2°) avec le verbe conferens (méditant ) c’est plus précisément le domaine de l’activité inventive et critique de l’esprit comme nous l’avons vu à partit du grec sumballo et c’est le sens de l’hébreu SYH.
Signalons à la suite de notre savant exégète que les deux verbes hébreux HGH et SYH sont associés plusieurs fois dans l’ancien testament à la notion de cœur au sens sémitique (PS 77, 7 .Isaïe 33, 18. Prov 15, 28) C’est donc toujours dans la même ambiance intellectuelle et affective que nous trouvons dans l’Ancien testament et dans le texte de saint Luc.
La Vierge Marie n’était donc nullement dépaysée en reprenant à son compte le cheminement spirituel de ses ancêtres dans la foi, caractérisé par le souvenir des merveilles de Dieu pour obtenir d’autres faveurs ou le remercier.
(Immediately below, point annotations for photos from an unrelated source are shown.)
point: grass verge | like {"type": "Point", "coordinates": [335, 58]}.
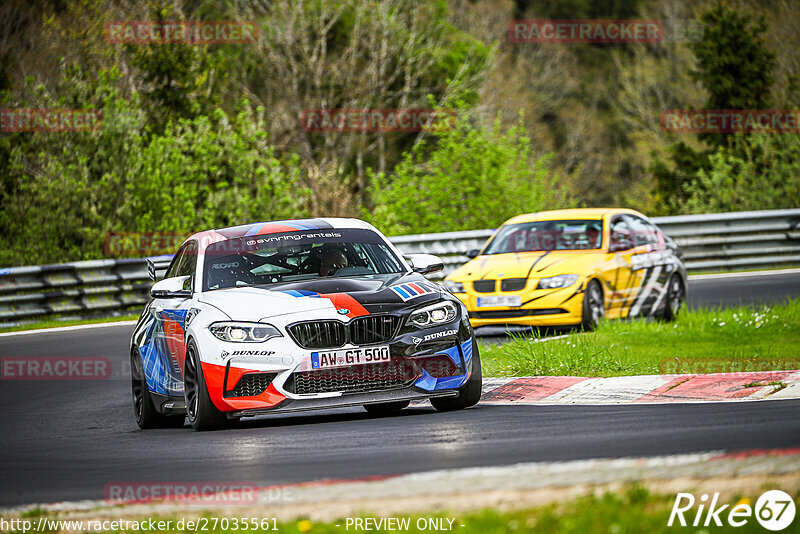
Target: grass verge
{"type": "Point", "coordinates": [55, 323]}
{"type": "Point", "coordinates": [700, 341]}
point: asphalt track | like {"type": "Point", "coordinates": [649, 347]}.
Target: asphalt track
{"type": "Point", "coordinates": [66, 440]}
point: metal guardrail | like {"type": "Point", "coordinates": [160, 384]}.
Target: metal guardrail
{"type": "Point", "coordinates": [721, 241]}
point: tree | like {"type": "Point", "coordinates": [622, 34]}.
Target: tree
{"type": "Point", "coordinates": [735, 68]}
{"type": "Point", "coordinates": [470, 177]}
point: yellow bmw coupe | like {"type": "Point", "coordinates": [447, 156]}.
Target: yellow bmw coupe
{"type": "Point", "coordinates": [572, 267]}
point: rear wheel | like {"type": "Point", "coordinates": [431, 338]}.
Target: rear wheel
{"type": "Point", "coordinates": [143, 407]}
{"type": "Point", "coordinates": [470, 393]}
{"type": "Point", "coordinates": [676, 296]}
{"type": "Point", "coordinates": [386, 408]}
{"type": "Point", "coordinates": [202, 413]}
{"type": "Point", "coordinates": [593, 306]}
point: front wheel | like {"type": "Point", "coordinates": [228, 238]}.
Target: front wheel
{"type": "Point", "coordinates": [202, 413]}
{"type": "Point", "coordinates": [143, 408]}
{"type": "Point", "coordinates": [470, 393]}
{"type": "Point", "coordinates": [676, 295]}
{"type": "Point", "coordinates": [593, 306]}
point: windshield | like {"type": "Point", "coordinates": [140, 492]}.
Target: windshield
{"type": "Point", "coordinates": [295, 256]}
{"type": "Point", "coordinates": [547, 235]}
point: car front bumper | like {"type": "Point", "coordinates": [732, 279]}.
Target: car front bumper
{"type": "Point", "coordinates": [283, 362]}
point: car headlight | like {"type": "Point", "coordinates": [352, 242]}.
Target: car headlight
{"type": "Point", "coordinates": [454, 287]}
{"type": "Point", "coordinates": [562, 280]}
{"type": "Point", "coordinates": [433, 315]}
{"type": "Point", "coordinates": [244, 332]}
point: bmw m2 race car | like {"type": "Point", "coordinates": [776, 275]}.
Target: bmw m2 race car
{"type": "Point", "coordinates": [572, 267]}
{"type": "Point", "coordinates": [298, 315]}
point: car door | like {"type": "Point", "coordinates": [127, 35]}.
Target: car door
{"type": "Point", "coordinates": [619, 278]}
{"type": "Point", "coordinates": [170, 318]}
{"type": "Point", "coordinates": [649, 265]}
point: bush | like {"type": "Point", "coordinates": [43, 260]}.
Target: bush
{"type": "Point", "coordinates": [758, 172]}
{"type": "Point", "coordinates": [471, 177]}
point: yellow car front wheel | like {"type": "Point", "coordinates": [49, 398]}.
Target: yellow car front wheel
{"type": "Point", "coordinates": [593, 306]}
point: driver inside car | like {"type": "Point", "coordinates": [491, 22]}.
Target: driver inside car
{"type": "Point", "coordinates": [332, 261]}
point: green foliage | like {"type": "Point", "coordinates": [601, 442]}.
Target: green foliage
{"type": "Point", "coordinates": [733, 62]}
{"type": "Point", "coordinates": [212, 172]}
{"type": "Point", "coordinates": [176, 79]}
{"type": "Point", "coordinates": [705, 340]}
{"type": "Point", "coordinates": [757, 172]}
{"type": "Point", "coordinates": [63, 192]}
{"type": "Point", "coordinates": [471, 177]}
{"type": "Point", "coordinates": [735, 67]}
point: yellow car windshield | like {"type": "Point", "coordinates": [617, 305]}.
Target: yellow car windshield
{"type": "Point", "coordinates": [547, 235]}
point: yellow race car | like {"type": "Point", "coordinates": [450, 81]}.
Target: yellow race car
{"type": "Point", "coordinates": [572, 267]}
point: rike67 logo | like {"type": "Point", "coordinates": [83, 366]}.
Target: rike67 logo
{"type": "Point", "coordinates": [774, 510]}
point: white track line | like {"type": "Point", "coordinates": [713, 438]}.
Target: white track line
{"type": "Point", "coordinates": [129, 323]}
{"type": "Point", "coordinates": [68, 328]}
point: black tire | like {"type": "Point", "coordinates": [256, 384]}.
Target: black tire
{"type": "Point", "coordinates": [386, 408]}
{"type": "Point", "coordinates": [143, 408]}
{"type": "Point", "coordinates": [202, 413]}
{"type": "Point", "coordinates": [470, 393]}
{"type": "Point", "coordinates": [593, 306]}
{"type": "Point", "coordinates": [675, 298]}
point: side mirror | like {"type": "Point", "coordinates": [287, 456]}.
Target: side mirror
{"type": "Point", "coordinates": [171, 288]}
{"type": "Point", "coordinates": [425, 263]}
{"type": "Point", "coordinates": [619, 246]}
Se trouvant à la fin des temps anciens et inaugurant l’ère messianique, il lui suffisait d’appliquer aux événements qu’elle vivait la double démarche intellectuelle de tous les juifs pieux ; elle se souvenait et elle approfondissait.
Ces données exégétiques projettent de vives lueurs sur la vie intérieure de Marie. D’autant plus qu’elle a éprouvé le besoin de répéter la même chose à si peu d’intervalle.
Une chose certaine c’est que la vie spirituelle de Marie à cette époque était toute centrée sur la contemplation et l’approfondissement des premiers mystères de la foi chrétienne : L’Annonciation, la Visitation, Noël, la Présentation, le Recouvrement de l’Enfant Jésus au Temple
Elle contemplait mais aussi elle s’efforçait d’approfondir. Autrement dit elle pratiquait sans doute l’oraison active. Elle pratiquait le labeur de la méditation.
L’examen des textes nous apprend donc avec certitude que l’oraison de Marie durant les premières années du Christianisme était totalement alimentée par les souvenirs, l’approfondissement des mystères que nous appelons joyeux.
Est-ce à dire qu’elle changea de méthode par la suite ?
C’est invraisemblable. Nul doute qu’elle n’ait suivi attentivement tout ce que son Fils faisait. Nul doute non plus que, jusqu’à ses derniers moments de la terre, elle ne se soit rappelée sans cesse les mystères douloureux et glorieux, au pied de la Croix, au Cénacle, à la Pentecôte.
Nous pouvons donc assurer que lorsque nous méditons les quinze mystères du Rosaire (et éventuellement d’autres mystères évangéliques) nous suivons exactement la méthode d’oraison qui a été celle de Marie. Sans doute, ses progrès incessants ont toujours davantage illuminé et embrasé son cœur. Et, comme nous l’apprend l’expérience des mystiques, il vint sans doute un temps où sa vue profonde des merveilles de Dieu la dispensait de faire effort pour y pénétrer. Mais essentiellement sa démarche était la même que la nôtre
Il est même sûr qu’au ciel, où elle voit tout en Dieu, elle continue de rendre grâces pour les merveilles qu’elle a vécues et méditées dans la foi et on peut conjecturer qu’elle aime de préférence les âmes mariales qui continuent de prier comme elle a prié.